Apparently, “fat identified” is a new thing people say on college campuses. Since yelling “Hey tubby” is triggering and all. If you happen to be a gelatinous blob who attends Princeton, the Women’s Center wants to hear your experiences as a certified wide load. Over dinner, of course. A “fat positive” dinner.
Genius! If there’s a better way to draw in stampedes of pudgasauruses than a trough full of carbs, I can’t think of it.
According to an online description for the February event, the dinner will be hosted by Health Promotion and Prevention Services (a division of the school’s University Health Services) in conjunction with the Women’s Center.
“This space is intended for fat identified people to share their experiences as a fat person at Princeton in an accepting and supportive environment,” a newsletter put out by the Women’s Center states.
The only thing “fat positivity” is supporting is these chubsters’ journey toward an octuple bypass. I wonder what the topics of discussion will be. How Many Stairs Equal a Heart Attack? Top 10 Skinny Bitches and Why We Hate Them? Taco Bell or McDonalds: Why Choose?
Additionally, participants will “discuss fat positive programming ideas for the spring semester,” with the event description noting that “dinner will be served.”
I wonder if non-rotund people who self-identify as fat are eligible to attend. The make-your-own-sundae bar at this shindig must be off the chain.
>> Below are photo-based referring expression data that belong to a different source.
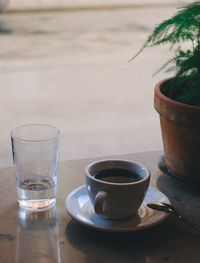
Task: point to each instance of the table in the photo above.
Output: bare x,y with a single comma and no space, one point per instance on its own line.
53,236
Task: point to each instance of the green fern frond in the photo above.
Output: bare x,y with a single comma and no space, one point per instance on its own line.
184,26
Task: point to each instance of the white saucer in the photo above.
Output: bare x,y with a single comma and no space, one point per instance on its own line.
80,208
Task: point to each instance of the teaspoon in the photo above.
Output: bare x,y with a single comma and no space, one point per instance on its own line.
164,207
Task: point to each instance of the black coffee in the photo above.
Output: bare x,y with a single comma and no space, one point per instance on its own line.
117,175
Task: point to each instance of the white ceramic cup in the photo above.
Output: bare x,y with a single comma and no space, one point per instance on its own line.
114,200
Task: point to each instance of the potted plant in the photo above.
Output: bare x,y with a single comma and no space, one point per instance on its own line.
177,99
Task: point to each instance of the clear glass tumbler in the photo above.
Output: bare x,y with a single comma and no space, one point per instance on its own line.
35,159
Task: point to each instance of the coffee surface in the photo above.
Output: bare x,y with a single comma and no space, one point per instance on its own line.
117,175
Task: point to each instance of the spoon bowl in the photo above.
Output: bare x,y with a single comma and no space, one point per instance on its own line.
168,208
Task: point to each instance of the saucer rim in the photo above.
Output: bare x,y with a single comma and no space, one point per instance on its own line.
115,230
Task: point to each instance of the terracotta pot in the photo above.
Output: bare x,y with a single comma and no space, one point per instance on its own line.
180,127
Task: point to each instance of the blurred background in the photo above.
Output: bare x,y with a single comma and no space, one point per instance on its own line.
65,63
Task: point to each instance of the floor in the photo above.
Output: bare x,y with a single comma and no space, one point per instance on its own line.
71,69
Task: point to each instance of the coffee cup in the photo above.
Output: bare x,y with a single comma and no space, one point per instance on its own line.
116,188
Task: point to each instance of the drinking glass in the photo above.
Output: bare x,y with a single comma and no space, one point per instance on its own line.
35,159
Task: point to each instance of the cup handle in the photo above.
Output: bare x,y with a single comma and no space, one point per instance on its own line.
101,204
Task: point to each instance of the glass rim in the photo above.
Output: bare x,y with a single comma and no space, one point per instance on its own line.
35,140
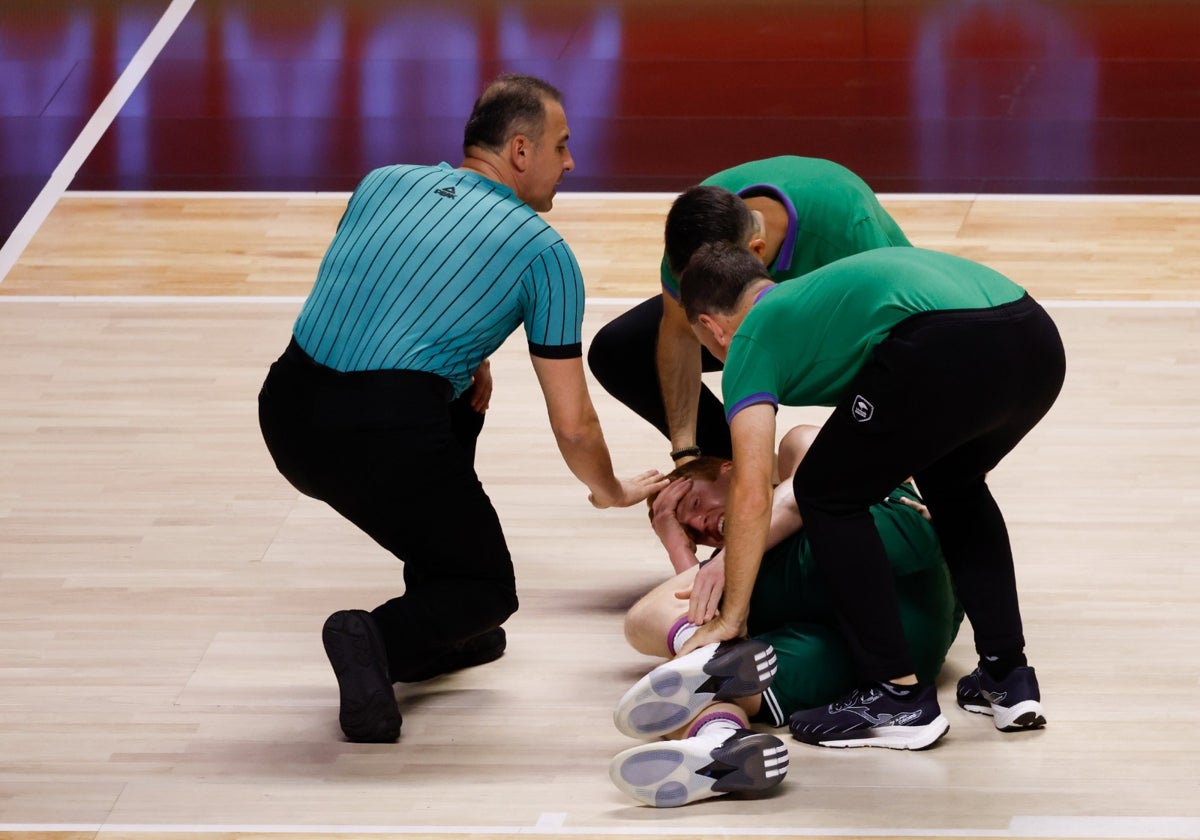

Jokes aside, this is just exhibit Q of leftists wanting to normalize unhealthy behavior (see Government Blows Tax Dollars on Study to Promote Fat Acceptance and STUDY: Your Fitbit Reinforces “Weight Stigma, Fatphobia, and Bullying”). Packing on pounds in the triple-digits takes an enormous toll on your health, and any furniture your posterior comes into contact with.
It takes work to keep the weight off. So when lazy people don’t want to do the work, here come liberals to the rescue. To leftists, the problem isn’t you having the circumference of a planetoid. The problem is your concerned friends and family with their “fat-phobia.” They’re the ones with the problem. So, no need to put down that third Big Mac.